Hello K, grieving is different for everyone, but we all are seeking how to cope with the loss of the persons who mattered most to us.  There are no quick fixes.  Grief can't be ignored, because it will only get worse.  We have to go through it and experience all the pain and tears it causes.  In the olden days, people grieved better, because they were expected to openly show their grief by ripping their clothes and pouring ashes on themselves.  They wore black clothes and armbands and placed black wreaths on the door.  Modern culture is so youth oriented that death is swept under the rug and mostly considered as entertainment in movies or a theme in goth culture.  I think one of the best coping mechanisms is to seek out people who understand how you feel, as you did by posting to this forum, and write freely about how you feel.  I have written volumes about how I feel on this forum and others and also to online friends who have lost both their parents.  Only people who were really close to their parents understand how we feel. 

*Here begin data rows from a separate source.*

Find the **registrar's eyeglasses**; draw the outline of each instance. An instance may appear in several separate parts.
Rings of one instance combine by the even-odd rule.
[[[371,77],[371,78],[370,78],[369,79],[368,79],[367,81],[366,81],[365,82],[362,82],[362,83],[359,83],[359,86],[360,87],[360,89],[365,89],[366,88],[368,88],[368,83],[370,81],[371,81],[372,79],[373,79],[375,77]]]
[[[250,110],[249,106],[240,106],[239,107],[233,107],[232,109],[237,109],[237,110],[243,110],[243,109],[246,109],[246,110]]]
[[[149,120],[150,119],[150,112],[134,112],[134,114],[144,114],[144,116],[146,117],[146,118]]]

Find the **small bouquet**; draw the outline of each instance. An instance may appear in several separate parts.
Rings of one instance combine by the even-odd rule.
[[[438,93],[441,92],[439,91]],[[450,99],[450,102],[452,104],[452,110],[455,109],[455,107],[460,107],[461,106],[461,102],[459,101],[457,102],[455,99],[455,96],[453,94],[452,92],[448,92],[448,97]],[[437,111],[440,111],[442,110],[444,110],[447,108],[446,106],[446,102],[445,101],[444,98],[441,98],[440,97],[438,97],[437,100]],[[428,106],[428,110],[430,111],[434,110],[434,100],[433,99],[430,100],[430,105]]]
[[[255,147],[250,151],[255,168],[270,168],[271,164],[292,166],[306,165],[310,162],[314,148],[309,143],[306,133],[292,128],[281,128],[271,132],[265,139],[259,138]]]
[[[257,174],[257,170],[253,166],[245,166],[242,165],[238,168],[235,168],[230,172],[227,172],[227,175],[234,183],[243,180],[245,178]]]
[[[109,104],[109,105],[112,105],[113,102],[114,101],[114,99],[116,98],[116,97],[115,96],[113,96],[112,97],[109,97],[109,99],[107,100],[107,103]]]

I am an only child, too, who lost both my parents within two months of each other in late 2014.  I have two half brothers but I am the only child of my father.  One good thing about being an only child is that you don't have the heartache of dealing with greedy siblings who quarrel over your parents' estate.  But the down side is the utter loneliness.  After eight months I couldn't take the loneliness anymore and so I let my gardener move in with me.  I wouldn't recommend this to everyone, but it is working out for me.  We quarrel sometimes, but we are both happier together than apart.  Thanks to my partner I am sleeping better, I can now watch tv without becoming anxious and sad.  I went almost eight months without turning on the tv, because it was too sad to watch movies without my father.   It's terrible that the things that used to give me joy, like watching old movies and listening to vintage music that my father also liked, still fills me with painful nostalgia at times.   I still miss my father every single day but time has helped the memories to be less painful than before.  Yesterday I was dozing on the couch and my partner said I was laughing in my sleep!  I think this is a good sign, but it took thirteen months to get here.  I probably was talking to my dad in a dream.

I am so sorry that your parents won't see you marry or have children.  It is devastating when a parent dies young.  Grief is not easy at any age, but time is on your side.  You could meet the love of your life and have children who give you more joy than you ever thought possible.  You might be able to attract people to you who are like your mother.  Life is full of possibilities.  I wish you comfort and healing.